(30 pts)
In assessing street stability, the "rate of rutting" was
measured on 31 experimental asphalt pavements. Five independent
or predictor variables were used to specify the conditions under
which asphalt was prepared, while a sixth "dummy" variable was
used to express the difference between the two separate "blocks"

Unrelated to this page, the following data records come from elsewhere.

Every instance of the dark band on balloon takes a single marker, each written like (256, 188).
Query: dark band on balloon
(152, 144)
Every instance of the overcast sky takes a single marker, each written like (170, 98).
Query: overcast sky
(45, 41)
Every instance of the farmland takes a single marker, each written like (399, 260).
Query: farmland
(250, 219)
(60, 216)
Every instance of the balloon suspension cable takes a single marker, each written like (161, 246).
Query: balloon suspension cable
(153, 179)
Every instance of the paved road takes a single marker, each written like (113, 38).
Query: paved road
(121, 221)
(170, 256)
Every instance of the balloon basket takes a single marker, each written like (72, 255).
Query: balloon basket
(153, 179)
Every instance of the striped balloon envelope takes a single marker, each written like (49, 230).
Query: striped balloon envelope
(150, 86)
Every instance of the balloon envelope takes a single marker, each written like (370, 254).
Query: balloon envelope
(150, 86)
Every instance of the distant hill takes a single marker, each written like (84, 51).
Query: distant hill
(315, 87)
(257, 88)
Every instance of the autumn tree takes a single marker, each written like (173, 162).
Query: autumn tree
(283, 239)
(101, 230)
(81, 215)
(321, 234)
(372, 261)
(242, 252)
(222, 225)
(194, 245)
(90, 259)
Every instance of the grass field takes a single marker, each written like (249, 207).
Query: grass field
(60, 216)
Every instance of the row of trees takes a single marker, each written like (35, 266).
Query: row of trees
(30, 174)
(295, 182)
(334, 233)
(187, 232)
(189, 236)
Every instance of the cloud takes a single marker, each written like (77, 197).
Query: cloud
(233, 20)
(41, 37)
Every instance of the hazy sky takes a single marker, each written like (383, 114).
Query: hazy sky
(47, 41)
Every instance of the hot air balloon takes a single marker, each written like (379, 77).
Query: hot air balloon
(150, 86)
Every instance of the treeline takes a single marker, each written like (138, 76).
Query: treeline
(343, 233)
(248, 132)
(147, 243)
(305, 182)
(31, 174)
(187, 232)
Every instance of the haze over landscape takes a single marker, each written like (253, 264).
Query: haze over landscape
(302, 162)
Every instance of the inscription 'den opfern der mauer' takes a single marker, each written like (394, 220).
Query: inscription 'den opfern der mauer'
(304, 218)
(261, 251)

of runs into which the experiment was divided (15 in one block,
16 in the other). The equation used to fit the data was
Y = B0 + B1X1 + B2X2 + B3X3 + B4X4 + B5X5 + B6X6 + E
where
Y = log(change of rut depth in inches per million wheel passes)
X1 = log(viscosity of asphalt)
X2 = percent asphalt in surface course
X3 = percent asphalt in base course
X4 = dummy variable to separate two sets of runs
X5 = percent fines in surface course
X6 = percent voids in surface course
You may assume that the above equation is "complete" in the
sense that it includes all the relevant terms. Your assignment
is to select a suitable subset of these terms as the "best"
regression equation under the circumstances. The residual
sums of squares for all 64 of the possible regressions are
given below, together with dummy indices for each X indicating
whether the corresponding term is present in (1) or absent from (0)
the model being fit. (note: n the number of observations=31;
the number of models fit = 64.)
The first row, with all Variables 0, is simply the constant fit.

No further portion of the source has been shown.